Tuesday, March 10, 2015

Planning The Perfect Routine (or, when bunnies are bound to attack)

It was a whopping 50 degrees here in northern Wisconsin and felt downright hot outside. Such a departure from the previous -20 degree nights and 5 degree days. We actually popped a window and felt warm, fresh air for the first time since September.

Spring, for me, means the arrival of warmer weather, puddles, and happier dispositions. It also marks my annual "getting out of here" vacation.

I'll be gone all next week (hint, hint: no new blog post next week - take a break for yourself, too) catching some much needed warmer temps in the southern portion of the USA.

To prepare for this trip, I had to write something new. A care instruction sheet for the person watching my rabbit while I'm away.

It was not more than a page and consisted mostly of bullet points detailing her morning, afternoon, and evening routines, and yet, it was one of the most important pieces I'd ever written. Without this care instruction sheet, the bunny-sitter would have no idea how to properly care for Bun. Without being able to read through her routine, the sitter would not understand why Bun was biting his ankles profusely at seven o'clock in the evening. Without a perfectly understandable and direct care sheet, the unneeded stress inflicted upon the sitter and my Bun would be immense.

And it hit me that something so mundane as writing out a daily routine could mean a great deal if done improperly.

In the moment I reread the care instructions before printing a few copies (in case the first copy was lost, then the backup lost, and the backup's backup lost) I thought of my protagonists daily routines. No doubt he/she has one. Perhaps it's like my rabbit's and takes up, in single spaced font, an entire page. Perhaps their routine is less of an all-day occurrence and more of a morning ritual and bedtime custom.

Perhaps your protagonists lives are so unpredictable that they are reduced to single days in a week - I do laundry on Saturday...I eat fish on Fridays...I get coffee the first Monday of every month...no post on Sundays.

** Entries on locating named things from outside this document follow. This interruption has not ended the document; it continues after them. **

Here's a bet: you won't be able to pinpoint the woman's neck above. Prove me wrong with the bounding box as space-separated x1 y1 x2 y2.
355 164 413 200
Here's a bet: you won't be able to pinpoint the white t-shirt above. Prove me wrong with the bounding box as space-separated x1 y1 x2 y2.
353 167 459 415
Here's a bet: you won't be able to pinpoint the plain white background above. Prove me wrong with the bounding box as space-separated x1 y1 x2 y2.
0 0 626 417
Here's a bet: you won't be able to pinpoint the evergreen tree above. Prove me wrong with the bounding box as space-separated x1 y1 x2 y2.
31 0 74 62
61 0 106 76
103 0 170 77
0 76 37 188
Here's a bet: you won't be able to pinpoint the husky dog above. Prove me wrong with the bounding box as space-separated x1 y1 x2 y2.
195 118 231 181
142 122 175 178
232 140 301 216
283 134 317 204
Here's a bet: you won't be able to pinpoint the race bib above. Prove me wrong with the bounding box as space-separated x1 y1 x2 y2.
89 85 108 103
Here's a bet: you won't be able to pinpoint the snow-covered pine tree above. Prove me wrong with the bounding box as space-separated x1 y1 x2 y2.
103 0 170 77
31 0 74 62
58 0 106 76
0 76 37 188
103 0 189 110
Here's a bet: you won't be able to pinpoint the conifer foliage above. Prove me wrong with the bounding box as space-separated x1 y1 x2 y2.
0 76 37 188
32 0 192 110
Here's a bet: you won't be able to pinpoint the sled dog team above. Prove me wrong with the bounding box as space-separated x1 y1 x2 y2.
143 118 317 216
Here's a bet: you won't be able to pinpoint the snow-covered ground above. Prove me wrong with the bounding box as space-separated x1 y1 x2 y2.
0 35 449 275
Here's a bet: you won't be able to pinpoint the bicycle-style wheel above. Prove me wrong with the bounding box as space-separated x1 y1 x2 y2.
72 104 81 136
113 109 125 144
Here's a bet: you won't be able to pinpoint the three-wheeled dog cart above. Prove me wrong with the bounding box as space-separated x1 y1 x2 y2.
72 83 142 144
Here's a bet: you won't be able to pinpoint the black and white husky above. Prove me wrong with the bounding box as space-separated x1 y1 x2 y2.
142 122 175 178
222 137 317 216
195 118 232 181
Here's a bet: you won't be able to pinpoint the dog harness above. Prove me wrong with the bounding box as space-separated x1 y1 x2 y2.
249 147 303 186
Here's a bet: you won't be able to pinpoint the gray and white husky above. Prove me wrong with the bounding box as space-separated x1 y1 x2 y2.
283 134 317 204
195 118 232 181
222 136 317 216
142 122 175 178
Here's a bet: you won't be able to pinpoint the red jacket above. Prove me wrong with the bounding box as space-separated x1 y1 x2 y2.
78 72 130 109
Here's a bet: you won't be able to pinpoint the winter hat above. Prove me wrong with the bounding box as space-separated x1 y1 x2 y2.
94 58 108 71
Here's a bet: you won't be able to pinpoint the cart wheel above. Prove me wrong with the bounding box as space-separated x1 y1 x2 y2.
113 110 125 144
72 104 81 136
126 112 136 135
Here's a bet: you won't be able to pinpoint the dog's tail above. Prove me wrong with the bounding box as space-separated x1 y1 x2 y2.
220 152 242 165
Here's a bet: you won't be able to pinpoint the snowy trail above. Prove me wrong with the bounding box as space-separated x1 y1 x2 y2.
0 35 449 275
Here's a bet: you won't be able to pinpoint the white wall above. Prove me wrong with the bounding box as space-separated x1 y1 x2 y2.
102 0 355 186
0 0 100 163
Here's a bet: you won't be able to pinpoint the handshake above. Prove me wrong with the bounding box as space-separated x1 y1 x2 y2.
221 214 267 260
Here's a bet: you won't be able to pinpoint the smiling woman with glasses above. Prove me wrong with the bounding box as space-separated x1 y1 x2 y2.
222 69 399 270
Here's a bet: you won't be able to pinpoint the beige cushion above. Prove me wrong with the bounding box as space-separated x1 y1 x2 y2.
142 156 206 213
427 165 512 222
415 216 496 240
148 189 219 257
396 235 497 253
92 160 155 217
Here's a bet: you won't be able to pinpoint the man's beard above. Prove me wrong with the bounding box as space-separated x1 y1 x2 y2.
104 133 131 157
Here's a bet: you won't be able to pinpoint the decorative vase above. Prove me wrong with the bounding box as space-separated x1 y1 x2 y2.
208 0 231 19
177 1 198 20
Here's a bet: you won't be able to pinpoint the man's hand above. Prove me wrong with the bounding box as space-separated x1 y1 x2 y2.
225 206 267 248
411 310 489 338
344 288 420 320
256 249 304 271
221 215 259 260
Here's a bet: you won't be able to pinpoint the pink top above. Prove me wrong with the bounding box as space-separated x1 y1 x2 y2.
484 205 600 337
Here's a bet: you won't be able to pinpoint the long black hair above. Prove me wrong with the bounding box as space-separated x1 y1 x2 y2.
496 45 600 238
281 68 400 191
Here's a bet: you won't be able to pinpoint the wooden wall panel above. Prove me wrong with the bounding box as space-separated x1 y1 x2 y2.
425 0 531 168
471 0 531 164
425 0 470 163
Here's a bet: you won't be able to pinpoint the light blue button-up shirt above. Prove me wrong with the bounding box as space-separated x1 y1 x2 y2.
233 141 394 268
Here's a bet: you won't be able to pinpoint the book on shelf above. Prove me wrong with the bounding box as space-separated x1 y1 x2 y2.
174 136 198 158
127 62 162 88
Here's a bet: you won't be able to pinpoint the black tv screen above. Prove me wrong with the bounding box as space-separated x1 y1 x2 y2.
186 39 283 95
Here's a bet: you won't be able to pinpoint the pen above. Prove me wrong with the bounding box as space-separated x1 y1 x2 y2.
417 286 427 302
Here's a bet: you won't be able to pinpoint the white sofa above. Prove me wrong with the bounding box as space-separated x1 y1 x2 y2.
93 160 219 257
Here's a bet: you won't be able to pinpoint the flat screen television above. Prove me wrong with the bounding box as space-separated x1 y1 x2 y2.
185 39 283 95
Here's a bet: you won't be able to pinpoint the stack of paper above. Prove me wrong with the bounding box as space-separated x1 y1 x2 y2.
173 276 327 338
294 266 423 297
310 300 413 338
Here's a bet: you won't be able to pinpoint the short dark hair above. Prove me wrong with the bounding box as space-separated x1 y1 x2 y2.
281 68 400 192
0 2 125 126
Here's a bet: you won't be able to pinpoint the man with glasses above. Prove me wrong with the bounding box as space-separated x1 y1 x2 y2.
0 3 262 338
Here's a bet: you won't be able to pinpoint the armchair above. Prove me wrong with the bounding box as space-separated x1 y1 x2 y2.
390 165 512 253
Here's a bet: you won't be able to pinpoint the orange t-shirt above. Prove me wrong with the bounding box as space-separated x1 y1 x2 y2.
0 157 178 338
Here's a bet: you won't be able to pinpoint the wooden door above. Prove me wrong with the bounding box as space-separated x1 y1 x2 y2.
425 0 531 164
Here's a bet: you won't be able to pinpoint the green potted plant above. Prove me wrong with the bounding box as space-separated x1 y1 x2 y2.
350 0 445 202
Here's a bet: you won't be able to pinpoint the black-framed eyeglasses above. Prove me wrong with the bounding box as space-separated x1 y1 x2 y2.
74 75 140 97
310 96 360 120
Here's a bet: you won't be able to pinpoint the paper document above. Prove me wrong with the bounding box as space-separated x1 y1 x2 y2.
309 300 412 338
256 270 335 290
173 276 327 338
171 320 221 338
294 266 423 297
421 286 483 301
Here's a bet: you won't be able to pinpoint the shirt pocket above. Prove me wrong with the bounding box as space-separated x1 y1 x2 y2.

Whatever it is, your protagonists, like my Bun, expect their daily routine to go uninterrupted. And it is when there is an interruption that we have a story on our hands.


So, here's the steps I want you to take:

1. Write down your protagonist's daily routine. If it was the best, most predictable week of their lives, what would they do in the morning, afternoon, and evening of every day? What would their "normal" look like.

2. Implement your inciting incident. What throws the routine out of whack?

3. Document how this will interrupt the protagonist's natural flow of their routine. How will they react to this? What will they do to get things back to their normal?


Trust me, it's one thing to think you know their routine and quite another to have it sitting in front of you. When writing out Bun's routine, I'd thought it'd be simple: feed her this food at this time, clean her soiled litter box, give her cuddles, etc. But actually writing it out in detail caused me to truly focus on how much of a scientific method we have to our coexistence. Your protagonists will have this as well if you intend to make them real, tangible, believable people.

As the weather warms and you air out your house, take the time to stop and air out your novel and its main characters, too. Dive deep into what makes them them. If you do it now, it'll save you a lot of headaches down the road when you're revising for the umpteenth time and still can't get Janet's reaction to event X down pat, or when you're on a twenty-hour car ride to another state and the rabbit sitter can't find the correct bag of veg in the fridge to feed your starving Bun.

Do your planning now. Reap the rewards and relaxation later.